Clean and Remove Mold on Your Own
Keep Your House How You Want It
Nobody likes having mold at their house. Sometimes the mold is noticeable, like in the kitchen or bathroom, and you have seeing it. Other times it could be hidden, like spots from a spilled drink that someone forgot to clean up. It could be kids, pets, or just plain humidity that’s causing a problem, but I bet you want to know how to clean up those spots and patches, right? This week we’re looking at part one of how to remove mold from everyday places like your kitchen or bathroom. Check out a couple of steps to ensure you’re doing it right.
What to Do First: Is this mold?
The first step to cleaning up mold is to actually identify whether or not you are seeing mold. Look for dark or black spots where people typically find mold. Mold grows where food and water go often. That means on food items that are left out, anything that you touch frequently, or anything that can rot. Why things that you touch? Skin oils can build up and actually lead to small mold growth!
Leather, wood, and drywall are particularly open to mold and mildew growing on it. Good places to check are discolored drywall, regularly damp decks, and the grout in the bathroom. For the most part hopefully you’ll only find mold growing in your shower or bath. Your shower and bath tub usually has all the components for mold to grow, so you should check it often! Regular use and consent dampness are perfect for mold when combined with the oils and skin cells that people leave in there after showering. Yes, that may sound gross but it’s true! If you find mold in the shower, it should look something like this picture to the right. Whether you find mold in your shower, in the kitchen, or on furniture, you should be able to recognize it pretty well.
Once you’ve determined that what you are looking at is indeed mold, you are now ready to start cleaning it properly. But how do you do that? This next section talks about what you should do when you remove mold, including some dos and don’ts.
What Not to Do When You Remove Mold
Here’s an important tip that most people don’t know: bleach will not clean mold. I repeat, bleach will not clean mold! When bleach is used to “remove mold” what’s actually happening is much worse. You’re just bleaching the color out of the chlorophyll, making the mold clear and invisible. So it might look gone when your done, but in two weeks its back. And then the mold is meaner than ever.

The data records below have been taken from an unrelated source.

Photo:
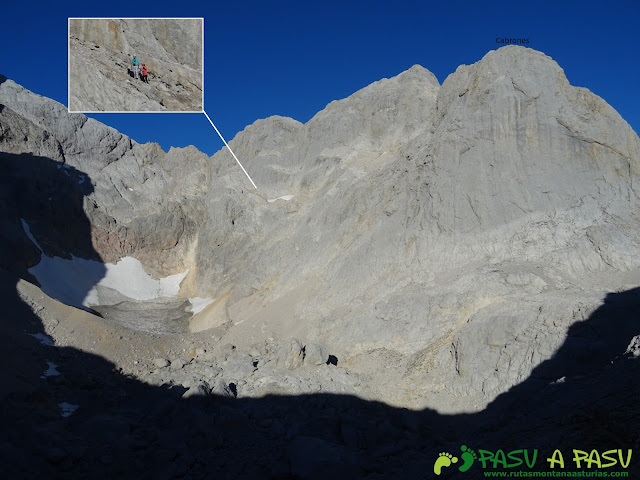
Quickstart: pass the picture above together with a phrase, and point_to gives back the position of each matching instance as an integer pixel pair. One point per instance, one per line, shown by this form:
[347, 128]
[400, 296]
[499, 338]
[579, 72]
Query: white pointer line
[234, 155]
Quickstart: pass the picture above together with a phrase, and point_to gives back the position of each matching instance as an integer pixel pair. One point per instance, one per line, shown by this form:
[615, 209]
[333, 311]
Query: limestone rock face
[100, 55]
[439, 240]
[137, 198]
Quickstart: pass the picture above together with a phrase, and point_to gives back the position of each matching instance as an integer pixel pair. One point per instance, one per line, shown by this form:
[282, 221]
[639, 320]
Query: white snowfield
[77, 281]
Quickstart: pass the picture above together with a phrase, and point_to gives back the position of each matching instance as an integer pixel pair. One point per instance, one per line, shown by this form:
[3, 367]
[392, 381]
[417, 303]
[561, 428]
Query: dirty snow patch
[67, 409]
[43, 339]
[27, 230]
[198, 304]
[76, 281]
[52, 371]
[129, 278]
[284, 197]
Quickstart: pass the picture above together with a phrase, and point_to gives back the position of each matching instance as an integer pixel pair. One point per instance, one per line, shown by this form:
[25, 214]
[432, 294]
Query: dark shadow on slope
[126, 429]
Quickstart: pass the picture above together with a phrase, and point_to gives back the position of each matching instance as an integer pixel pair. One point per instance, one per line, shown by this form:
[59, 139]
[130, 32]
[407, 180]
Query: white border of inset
[129, 18]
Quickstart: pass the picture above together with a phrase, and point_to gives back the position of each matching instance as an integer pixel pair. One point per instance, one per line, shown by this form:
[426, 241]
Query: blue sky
[291, 58]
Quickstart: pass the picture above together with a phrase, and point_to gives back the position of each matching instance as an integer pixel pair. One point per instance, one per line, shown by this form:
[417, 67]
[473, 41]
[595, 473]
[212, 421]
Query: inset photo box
[136, 65]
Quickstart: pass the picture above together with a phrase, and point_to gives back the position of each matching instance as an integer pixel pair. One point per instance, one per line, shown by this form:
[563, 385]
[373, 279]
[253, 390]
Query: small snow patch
[198, 304]
[51, 371]
[43, 339]
[67, 409]
[284, 197]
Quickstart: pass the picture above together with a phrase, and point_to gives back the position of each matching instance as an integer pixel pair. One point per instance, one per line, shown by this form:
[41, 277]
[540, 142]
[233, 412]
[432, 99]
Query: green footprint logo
[468, 456]
[444, 460]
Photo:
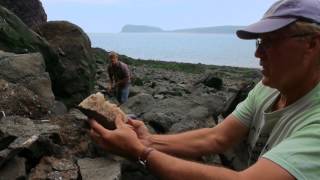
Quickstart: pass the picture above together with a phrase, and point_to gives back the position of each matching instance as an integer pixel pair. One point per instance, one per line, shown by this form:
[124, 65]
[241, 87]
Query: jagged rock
[138, 104]
[100, 55]
[52, 168]
[134, 171]
[99, 168]
[18, 100]
[104, 112]
[30, 12]
[16, 37]
[14, 169]
[211, 80]
[77, 79]
[198, 117]
[28, 70]
[59, 108]
[19, 133]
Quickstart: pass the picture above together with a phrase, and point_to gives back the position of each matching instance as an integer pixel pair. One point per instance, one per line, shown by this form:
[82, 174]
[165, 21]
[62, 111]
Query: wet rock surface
[99, 168]
[73, 47]
[30, 12]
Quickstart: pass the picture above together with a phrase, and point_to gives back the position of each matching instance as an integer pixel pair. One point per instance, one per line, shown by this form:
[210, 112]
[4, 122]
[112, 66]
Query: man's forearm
[192, 144]
[178, 169]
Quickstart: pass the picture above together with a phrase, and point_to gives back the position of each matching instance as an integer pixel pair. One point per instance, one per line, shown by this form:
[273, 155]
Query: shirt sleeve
[125, 70]
[110, 73]
[246, 109]
[299, 154]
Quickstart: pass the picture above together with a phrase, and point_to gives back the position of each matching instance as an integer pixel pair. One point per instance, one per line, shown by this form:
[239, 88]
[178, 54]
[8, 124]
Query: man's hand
[110, 88]
[122, 141]
[141, 130]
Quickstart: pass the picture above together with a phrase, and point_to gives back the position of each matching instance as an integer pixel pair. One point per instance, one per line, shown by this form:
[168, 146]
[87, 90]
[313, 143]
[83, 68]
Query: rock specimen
[95, 106]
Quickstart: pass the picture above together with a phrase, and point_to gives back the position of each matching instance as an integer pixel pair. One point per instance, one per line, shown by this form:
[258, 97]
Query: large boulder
[16, 37]
[25, 85]
[73, 46]
[30, 12]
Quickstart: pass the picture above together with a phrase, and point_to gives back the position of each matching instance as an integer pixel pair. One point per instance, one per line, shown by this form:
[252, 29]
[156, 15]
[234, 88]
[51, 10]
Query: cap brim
[263, 26]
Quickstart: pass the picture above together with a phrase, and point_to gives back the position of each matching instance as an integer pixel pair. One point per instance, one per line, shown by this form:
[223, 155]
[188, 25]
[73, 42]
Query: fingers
[97, 127]
[135, 123]
[96, 138]
[119, 122]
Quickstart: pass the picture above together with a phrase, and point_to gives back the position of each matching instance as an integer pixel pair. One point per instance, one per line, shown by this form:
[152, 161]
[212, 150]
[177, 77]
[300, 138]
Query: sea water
[216, 49]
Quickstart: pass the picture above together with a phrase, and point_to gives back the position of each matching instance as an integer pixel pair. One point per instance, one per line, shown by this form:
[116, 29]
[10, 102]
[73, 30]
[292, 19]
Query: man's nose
[260, 52]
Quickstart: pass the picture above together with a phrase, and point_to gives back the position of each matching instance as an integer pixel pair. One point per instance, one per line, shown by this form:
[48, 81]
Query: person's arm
[110, 73]
[186, 170]
[124, 141]
[193, 144]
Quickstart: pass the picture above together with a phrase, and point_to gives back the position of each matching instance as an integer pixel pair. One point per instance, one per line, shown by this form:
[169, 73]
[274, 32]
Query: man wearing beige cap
[280, 118]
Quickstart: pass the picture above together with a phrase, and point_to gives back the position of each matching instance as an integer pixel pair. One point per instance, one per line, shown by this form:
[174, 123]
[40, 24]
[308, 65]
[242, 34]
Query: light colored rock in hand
[97, 107]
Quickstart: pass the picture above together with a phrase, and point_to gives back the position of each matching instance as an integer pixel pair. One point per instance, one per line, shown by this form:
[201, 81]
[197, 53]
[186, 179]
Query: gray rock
[13, 170]
[29, 71]
[138, 104]
[18, 38]
[59, 108]
[30, 12]
[72, 44]
[99, 168]
[54, 169]
[19, 133]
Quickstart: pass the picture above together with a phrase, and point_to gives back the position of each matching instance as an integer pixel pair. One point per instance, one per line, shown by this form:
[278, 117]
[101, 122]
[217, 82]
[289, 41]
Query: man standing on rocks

Another tip is this: don’t spray anything on mold. Mold has survived longer than most everything on the planet, so its acquired some nasty skills to fight back in that time. One defense that it has developed is a sensitivity to chemicals. When you hit it with a chemical spray it will attempt to defend automatically, causing the mold colony to release its microscopic spores in defense. Mold also creates a thin film over itself, protecting itself from the spray’s chemicals after a few seconds. So, while sprays may sound good, you will actually be making the mold spread through the air. You and your house definitely don’t want that to happen!
The Best Way to Clean Mold? Dish Soap!
The best tool to remove mold is actually something you probably already have plenty of: dish soap! That’s right, household dish soap will do the job. I prefer using clear Dawn dish soap. It doesn’t have any artificial colors that can dye what you’re cleaning or bleach to make it invisible.
Your second set of tools? Water and some paper towels. Take a cup of water and mix some dish soap into it, but not much. You want it to be a little sticky or tacky, not liquid. Then dip a paper cloth into the cup to dampen it a little. By using a disposable paper cloth, you give yourself the ability to remove the mold from your home without spreading it by reusing cloths or transferring the mold to your towels. You should wipe the afflicted in a sweeping motion. After a few swipes, ball up the cloth, and throw it in the trash. Repeat this motion until you’ve removed all the visible mold from the area. There, you’re done!
As long as it’s only a small amount of mold you should be fine cleaning it up using the method above. If you have extensive mold issues or can smell the mold, please consult a mold specialist. You might have a much larger problem on hand and won’t be able to handle it without a professional!